The Spanish comandantes in charge of the province seem to have remained only about two years each. Saldero was the last one. Early in the eighties of the nineteenth century the comandante took his command to Barlig, a day east of Bontoc, to punish that town because it had killed people in Tulubin and Samoki; Barlig all but exterminated the command—only three men escaped to tell the tale. Mandicota, a Spanish officer, went from Manila with a battalion of 1,000 soldiers to erase Barlig from the map; he was also accompanied from Bontoc by 800 warriors from that vicinity. The Barlig people fled to the mountains, losing only seven men, whose heads the Bontoc Igorot cut off and brought home.

Comandante Villameres is reported to have taken twenty soldiers and about 520 warriors of Bontoc and Samoki to punish Tukukan for killing a Samoki woman; the warriors returned with three heads.

They say that in 1891 Comandante Alfaro took 40 soldiers and 1,000 warriors from the vicinity of Bontoc to Ankiling; sixty heads adorned the triumphant return of the warriors.

In 1893 Nevas is said to have taken 100 soldiers and 500 warriors to Sadanga; they brought back one head.

A few years later Saldero went to “clear up” rebellious Sagada with soldiers and Igorot warriors; Bontoc reports that the warriors returned with 100 heads.
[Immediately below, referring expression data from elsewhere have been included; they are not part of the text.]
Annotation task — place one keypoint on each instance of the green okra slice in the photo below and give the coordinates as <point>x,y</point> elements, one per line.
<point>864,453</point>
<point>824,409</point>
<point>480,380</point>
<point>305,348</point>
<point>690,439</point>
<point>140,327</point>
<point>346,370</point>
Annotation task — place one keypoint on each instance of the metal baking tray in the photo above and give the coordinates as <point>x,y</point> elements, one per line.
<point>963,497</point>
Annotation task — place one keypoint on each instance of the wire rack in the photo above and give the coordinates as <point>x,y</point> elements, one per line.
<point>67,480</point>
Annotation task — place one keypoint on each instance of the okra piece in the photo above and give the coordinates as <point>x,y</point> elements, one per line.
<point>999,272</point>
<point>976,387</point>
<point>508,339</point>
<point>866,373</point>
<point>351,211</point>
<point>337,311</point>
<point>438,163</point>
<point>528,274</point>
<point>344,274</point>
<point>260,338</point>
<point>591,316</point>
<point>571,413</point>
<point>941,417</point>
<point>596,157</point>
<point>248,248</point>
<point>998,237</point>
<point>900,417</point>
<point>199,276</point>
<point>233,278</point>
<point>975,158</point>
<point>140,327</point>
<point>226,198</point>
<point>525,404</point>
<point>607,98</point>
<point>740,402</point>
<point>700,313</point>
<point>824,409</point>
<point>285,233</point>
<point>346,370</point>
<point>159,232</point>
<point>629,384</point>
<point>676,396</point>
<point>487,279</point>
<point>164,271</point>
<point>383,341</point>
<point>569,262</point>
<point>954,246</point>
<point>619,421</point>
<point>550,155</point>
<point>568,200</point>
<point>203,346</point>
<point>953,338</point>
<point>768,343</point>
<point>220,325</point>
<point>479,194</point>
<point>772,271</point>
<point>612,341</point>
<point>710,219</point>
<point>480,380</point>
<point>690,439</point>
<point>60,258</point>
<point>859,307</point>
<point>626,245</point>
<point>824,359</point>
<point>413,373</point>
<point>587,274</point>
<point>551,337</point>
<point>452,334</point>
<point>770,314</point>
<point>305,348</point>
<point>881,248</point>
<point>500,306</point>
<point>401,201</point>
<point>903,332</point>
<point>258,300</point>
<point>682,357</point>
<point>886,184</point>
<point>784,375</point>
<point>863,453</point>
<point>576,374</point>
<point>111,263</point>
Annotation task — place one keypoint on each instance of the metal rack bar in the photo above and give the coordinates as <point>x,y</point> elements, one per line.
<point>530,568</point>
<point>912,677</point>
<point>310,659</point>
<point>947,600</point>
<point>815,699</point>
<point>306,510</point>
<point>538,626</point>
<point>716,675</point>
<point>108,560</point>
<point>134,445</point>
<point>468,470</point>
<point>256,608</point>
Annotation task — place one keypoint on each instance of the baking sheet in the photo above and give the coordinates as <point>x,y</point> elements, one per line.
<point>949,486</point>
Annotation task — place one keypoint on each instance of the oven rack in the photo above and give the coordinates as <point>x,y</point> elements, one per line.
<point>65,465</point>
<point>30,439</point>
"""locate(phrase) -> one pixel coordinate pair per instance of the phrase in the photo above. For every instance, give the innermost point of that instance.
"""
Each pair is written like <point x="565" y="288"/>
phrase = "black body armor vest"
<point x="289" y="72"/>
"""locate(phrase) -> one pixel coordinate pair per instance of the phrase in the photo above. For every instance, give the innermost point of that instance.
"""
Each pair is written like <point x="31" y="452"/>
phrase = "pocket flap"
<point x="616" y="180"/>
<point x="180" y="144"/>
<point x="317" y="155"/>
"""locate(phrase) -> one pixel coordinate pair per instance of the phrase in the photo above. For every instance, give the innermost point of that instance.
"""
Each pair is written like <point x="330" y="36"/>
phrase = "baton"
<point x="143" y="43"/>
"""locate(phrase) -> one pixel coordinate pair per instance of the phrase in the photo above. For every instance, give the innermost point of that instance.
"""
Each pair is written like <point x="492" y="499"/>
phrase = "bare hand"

The insurrectos appeared before Cervantes two or three months after Saldero’s bloody work in Sagada. The Spanish garrison fled before the insurrectos; the Spanish civilians went with them, taking their flocks and herds to Bontoc. A thousand pesos was the price offered by the Igorot of Sagada to the insurrectos for Saldero’s head when the Philippine soldiers passed through the pueblo; but Saldero made good his escape from Bontoc, and left the country by boat from Vigan.

The Bontoc Igorot assisted the insurrectos in many ways when they first came. About 2 miles west of Bontoc is a Spanish rifle pit, and there the Spanish soldiers, now swelled to about 600 men, lay in wait for the insurrectos. There on two hilltops an historic sham battle occurred. The two forces were nearly a mile apart, and at that distance they exchanged rifle bullets three days. The Spaniards finally surrendered, on condition of safe escort to the coast. For fifty years they had conquered their enemy who were armed only with spear and ax; but the insurrectos were armed with guns. However, the really hard pressing came from the rear—there were still the ax and spear—and few soldiers from cuartel or trench who tried to bring food or water for the fighting men ever reported why they were delayed.

The feeling of friendship between the Igorot and insurrectos was so strong that when the insurrectos asked the Igorot to go to Manila to fight the new enemy (the Americans), 400 warriors, armed only with spear, battle-ax, and shield, went a three weeks’ journey to get American heads. At Caloocan, just outside Manila, they met the American Army early in February, 1899. They threw their spears, the Americans fired their guns—“which must be brothers to the thunder,” the Igorot said—and they let fall their remaining weapons, and, panic stricken, started home. All but thirteen arrived in safety. They are not ashamed of their defeat and retreat; they made a mistake when they went to fight the Americans, and they were quick to see it. They are largely blessed with the saving sense of humor, and some of the warriors who were at Caloocan have been known to say that they never stopped running until they arrived home.

When these men told their people in Bontoc what part they and the insurrectos played in the fight against the Americans, the tension between the Igorot and insurrectos was at its greatest. The insurrectos were evidently worse than the Spaniards. They did all the things the Spaniards had done, and more—they robbed through falsehood. Consequently, insurrectos frequently lost their heads.